“Where’s Sybil?”
For a moment she did not answer, and then quite boldly she said, “She’s ridden over with Jean to take Sabine home.”
“You know I don’t approve of that.” He had come through the hall now and was standing near her.
“It can’t do any harm.”
“That’s been said before....”
“Why are you so suspicious, Anson, of your own child?” She had no desire to argue with him. She wanted only to be left in peace, to go away to her room and lie there alone in the darkness, for she knew now that Michael was not coming.
“Olivia,” Anson was saying, “come inside for a moment. I want to talk to you.”
“Very well ... but please don’t be disagreeable. I’m very tired.”

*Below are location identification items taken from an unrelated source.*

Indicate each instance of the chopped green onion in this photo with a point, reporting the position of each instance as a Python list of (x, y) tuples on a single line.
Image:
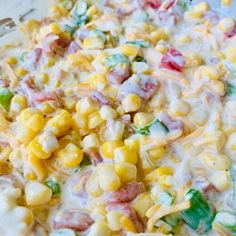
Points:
[(54, 186), (141, 43), (200, 215), (63, 232), (116, 59), (227, 220), (85, 162), (231, 90), (146, 129), (5, 98), (140, 59), (166, 198)]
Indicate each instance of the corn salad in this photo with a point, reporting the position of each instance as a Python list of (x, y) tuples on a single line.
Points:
[(119, 118)]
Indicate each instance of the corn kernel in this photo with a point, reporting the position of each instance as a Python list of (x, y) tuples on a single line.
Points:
[(113, 220), (90, 141), (142, 203), (21, 71), (131, 102), (107, 148), (125, 154), (11, 60), (156, 153), (86, 106), (226, 3), (93, 42), (227, 24), (127, 224), (108, 179), (141, 119), (59, 123), (70, 156), (92, 186), (179, 108), (201, 7), (37, 167), (79, 121), (94, 120), (32, 118), (127, 172), (130, 50), (37, 194)]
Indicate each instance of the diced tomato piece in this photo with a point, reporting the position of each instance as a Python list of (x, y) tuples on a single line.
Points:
[(173, 60)]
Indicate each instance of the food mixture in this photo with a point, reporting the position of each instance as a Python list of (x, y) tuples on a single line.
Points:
[(119, 118)]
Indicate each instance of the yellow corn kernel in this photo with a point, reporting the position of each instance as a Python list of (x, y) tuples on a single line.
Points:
[(21, 71), (127, 224), (209, 72), (192, 15), (90, 141), (86, 106), (113, 220), (192, 59), (226, 3), (37, 194), (127, 172), (226, 24), (130, 50), (56, 11), (184, 39), (70, 156), (141, 119), (158, 35), (142, 203), (4, 123), (18, 103), (59, 123), (92, 186), (32, 118), (97, 81), (107, 177), (35, 148), (131, 102), (37, 166), (79, 121), (23, 134), (107, 148), (125, 154), (47, 108), (179, 108), (202, 7), (163, 170), (11, 60), (221, 180), (156, 153), (94, 120), (107, 113), (93, 42), (132, 143), (99, 228)]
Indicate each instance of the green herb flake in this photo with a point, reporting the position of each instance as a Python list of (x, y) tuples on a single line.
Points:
[(5, 98), (146, 129), (54, 186)]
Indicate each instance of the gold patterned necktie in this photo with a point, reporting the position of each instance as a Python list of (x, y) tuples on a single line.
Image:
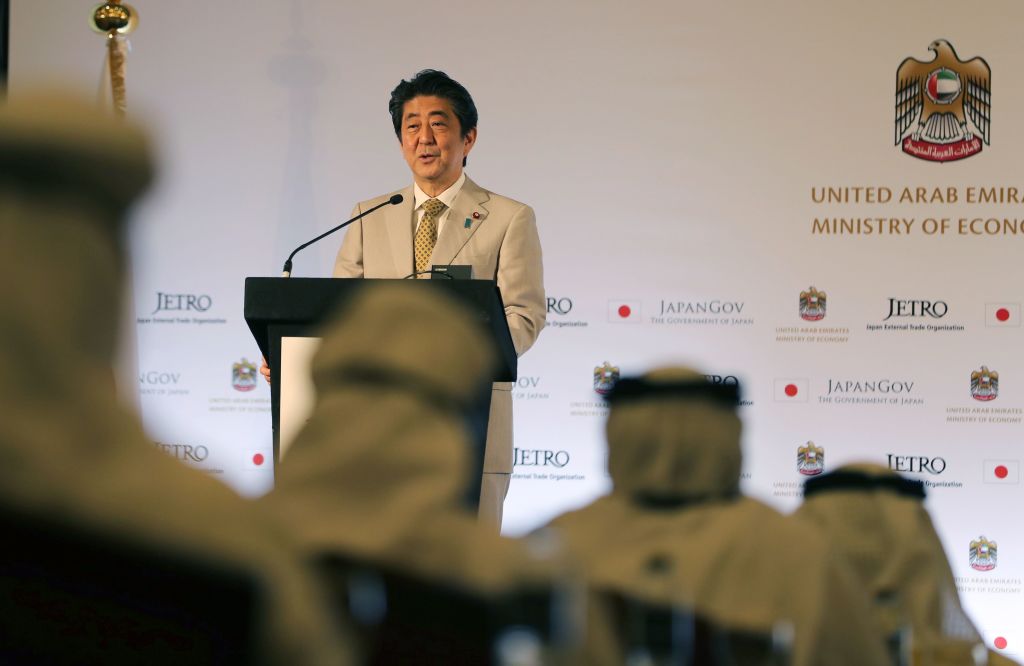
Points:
[(426, 233)]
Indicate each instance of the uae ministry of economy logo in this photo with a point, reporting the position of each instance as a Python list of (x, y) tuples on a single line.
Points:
[(941, 95)]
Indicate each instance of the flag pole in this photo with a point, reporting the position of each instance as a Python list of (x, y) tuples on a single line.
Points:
[(4, 45)]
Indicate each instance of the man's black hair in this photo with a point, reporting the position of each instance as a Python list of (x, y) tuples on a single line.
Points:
[(435, 84)]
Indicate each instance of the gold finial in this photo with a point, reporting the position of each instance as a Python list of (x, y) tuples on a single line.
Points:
[(114, 16)]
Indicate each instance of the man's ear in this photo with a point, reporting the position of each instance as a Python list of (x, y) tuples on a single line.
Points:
[(468, 141)]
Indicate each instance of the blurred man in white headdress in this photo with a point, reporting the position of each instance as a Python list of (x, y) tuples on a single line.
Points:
[(69, 453), (878, 521), (382, 470), (676, 529)]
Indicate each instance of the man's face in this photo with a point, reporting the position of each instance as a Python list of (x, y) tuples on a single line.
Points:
[(432, 142)]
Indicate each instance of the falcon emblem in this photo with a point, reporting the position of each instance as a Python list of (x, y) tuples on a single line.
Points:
[(810, 459), (983, 554), (941, 96), (812, 304), (984, 384)]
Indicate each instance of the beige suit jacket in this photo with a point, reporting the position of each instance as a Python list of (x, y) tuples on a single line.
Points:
[(495, 235)]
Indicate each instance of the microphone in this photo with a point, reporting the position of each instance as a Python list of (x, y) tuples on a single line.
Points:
[(287, 271)]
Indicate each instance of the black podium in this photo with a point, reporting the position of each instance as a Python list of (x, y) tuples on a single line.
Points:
[(276, 307)]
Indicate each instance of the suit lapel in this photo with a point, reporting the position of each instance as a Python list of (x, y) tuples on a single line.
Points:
[(398, 220), (467, 214)]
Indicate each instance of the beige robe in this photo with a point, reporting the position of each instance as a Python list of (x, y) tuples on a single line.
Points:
[(897, 557), (67, 449), (380, 471)]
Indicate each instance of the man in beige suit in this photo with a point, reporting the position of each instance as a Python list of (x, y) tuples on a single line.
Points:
[(445, 218)]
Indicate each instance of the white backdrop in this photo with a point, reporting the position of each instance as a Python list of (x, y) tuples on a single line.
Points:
[(674, 154)]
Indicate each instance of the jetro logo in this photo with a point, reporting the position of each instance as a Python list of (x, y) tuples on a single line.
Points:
[(605, 377), (559, 305), (941, 95), (812, 304), (810, 459), (983, 554), (984, 384), (244, 375)]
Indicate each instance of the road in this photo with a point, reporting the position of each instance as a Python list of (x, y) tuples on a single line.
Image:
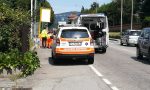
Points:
[(118, 69)]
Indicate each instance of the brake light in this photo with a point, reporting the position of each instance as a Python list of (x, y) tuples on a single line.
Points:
[(58, 42), (91, 42)]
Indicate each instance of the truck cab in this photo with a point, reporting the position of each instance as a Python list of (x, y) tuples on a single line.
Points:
[(97, 24)]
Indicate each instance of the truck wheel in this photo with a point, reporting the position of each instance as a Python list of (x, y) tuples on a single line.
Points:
[(138, 53), (90, 60), (104, 50)]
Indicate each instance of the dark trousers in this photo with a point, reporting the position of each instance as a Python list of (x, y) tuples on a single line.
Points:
[(44, 39)]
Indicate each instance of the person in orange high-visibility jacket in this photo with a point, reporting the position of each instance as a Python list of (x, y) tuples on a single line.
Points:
[(49, 39), (44, 37)]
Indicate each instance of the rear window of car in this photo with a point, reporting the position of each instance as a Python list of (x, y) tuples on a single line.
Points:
[(135, 33), (74, 33)]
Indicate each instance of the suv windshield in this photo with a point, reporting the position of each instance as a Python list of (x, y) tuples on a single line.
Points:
[(74, 33), (135, 33)]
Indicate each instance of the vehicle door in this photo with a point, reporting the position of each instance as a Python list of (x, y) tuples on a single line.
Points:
[(146, 41)]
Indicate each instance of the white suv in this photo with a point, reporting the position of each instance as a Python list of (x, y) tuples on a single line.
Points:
[(73, 42)]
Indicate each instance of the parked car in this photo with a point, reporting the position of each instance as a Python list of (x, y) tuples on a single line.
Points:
[(73, 42), (130, 37), (143, 46)]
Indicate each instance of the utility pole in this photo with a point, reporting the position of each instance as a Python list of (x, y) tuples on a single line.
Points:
[(132, 16), (96, 5), (121, 15), (31, 19)]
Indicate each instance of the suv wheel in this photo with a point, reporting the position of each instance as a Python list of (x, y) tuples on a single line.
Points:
[(138, 53), (90, 60)]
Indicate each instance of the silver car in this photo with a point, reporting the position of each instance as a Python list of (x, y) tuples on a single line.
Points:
[(130, 37)]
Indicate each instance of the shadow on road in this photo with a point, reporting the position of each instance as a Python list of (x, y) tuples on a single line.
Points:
[(67, 62), (144, 60)]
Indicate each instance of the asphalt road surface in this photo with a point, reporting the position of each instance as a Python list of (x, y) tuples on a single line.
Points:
[(117, 69)]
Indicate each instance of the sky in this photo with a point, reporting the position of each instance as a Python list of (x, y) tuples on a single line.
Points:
[(60, 6)]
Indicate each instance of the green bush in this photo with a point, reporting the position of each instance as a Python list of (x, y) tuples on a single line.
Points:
[(27, 63), (30, 63)]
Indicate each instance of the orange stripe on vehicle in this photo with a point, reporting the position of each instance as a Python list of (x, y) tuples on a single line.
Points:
[(71, 40), (74, 51), (87, 52)]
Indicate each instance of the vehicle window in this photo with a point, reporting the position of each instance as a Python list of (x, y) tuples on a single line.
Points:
[(74, 33), (135, 33)]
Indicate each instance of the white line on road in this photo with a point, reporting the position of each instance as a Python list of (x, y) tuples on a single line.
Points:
[(105, 80)]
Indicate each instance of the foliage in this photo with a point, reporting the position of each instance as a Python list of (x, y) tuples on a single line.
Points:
[(45, 4), (27, 63), (12, 20), (30, 63), (112, 10)]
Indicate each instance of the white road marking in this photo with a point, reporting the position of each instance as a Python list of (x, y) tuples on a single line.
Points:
[(114, 88), (104, 79), (96, 71), (107, 81)]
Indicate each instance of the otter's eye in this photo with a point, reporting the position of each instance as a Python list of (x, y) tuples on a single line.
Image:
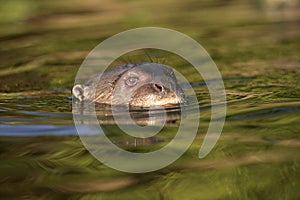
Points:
[(131, 81)]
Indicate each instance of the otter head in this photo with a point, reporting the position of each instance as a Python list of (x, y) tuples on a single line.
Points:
[(143, 85)]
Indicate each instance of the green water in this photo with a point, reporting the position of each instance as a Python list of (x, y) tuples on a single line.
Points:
[(256, 47)]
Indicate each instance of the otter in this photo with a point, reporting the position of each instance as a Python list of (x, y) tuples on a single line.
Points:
[(141, 85)]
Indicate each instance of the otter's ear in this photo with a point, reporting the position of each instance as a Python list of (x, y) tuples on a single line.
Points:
[(78, 92)]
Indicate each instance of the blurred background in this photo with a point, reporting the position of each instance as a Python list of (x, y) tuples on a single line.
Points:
[(256, 46)]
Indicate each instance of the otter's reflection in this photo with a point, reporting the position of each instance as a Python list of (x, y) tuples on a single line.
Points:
[(167, 117)]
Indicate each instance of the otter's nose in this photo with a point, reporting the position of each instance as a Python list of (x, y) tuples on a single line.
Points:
[(158, 88)]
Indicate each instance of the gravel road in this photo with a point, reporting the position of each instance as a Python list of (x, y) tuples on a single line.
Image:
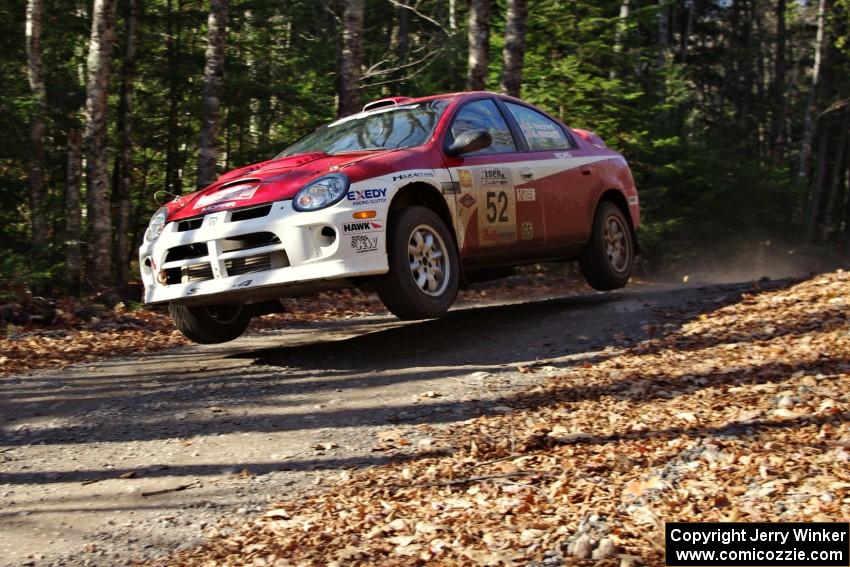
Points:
[(133, 458)]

“I shan’t be disagreeable.... I only want to settle something.”
She knew then that he meant to be very disagreeable, and she told herself that she would not listen to him; she would think of something else while he was speaking—a trick she had learned long ago. In the drawing-room she sat quietly and waited for him to begin. Standing by the mantelpiece, he appeared more tired and yellow than usual. She knew that he had worked on his book; she knew that he had poured all his vitality, all his being, into it; but as she watched him her imagination again played her the old trick of showing her Michael standing there in his place ... defiant, a little sulky, and filled with a slow, steady, inexhaustible force.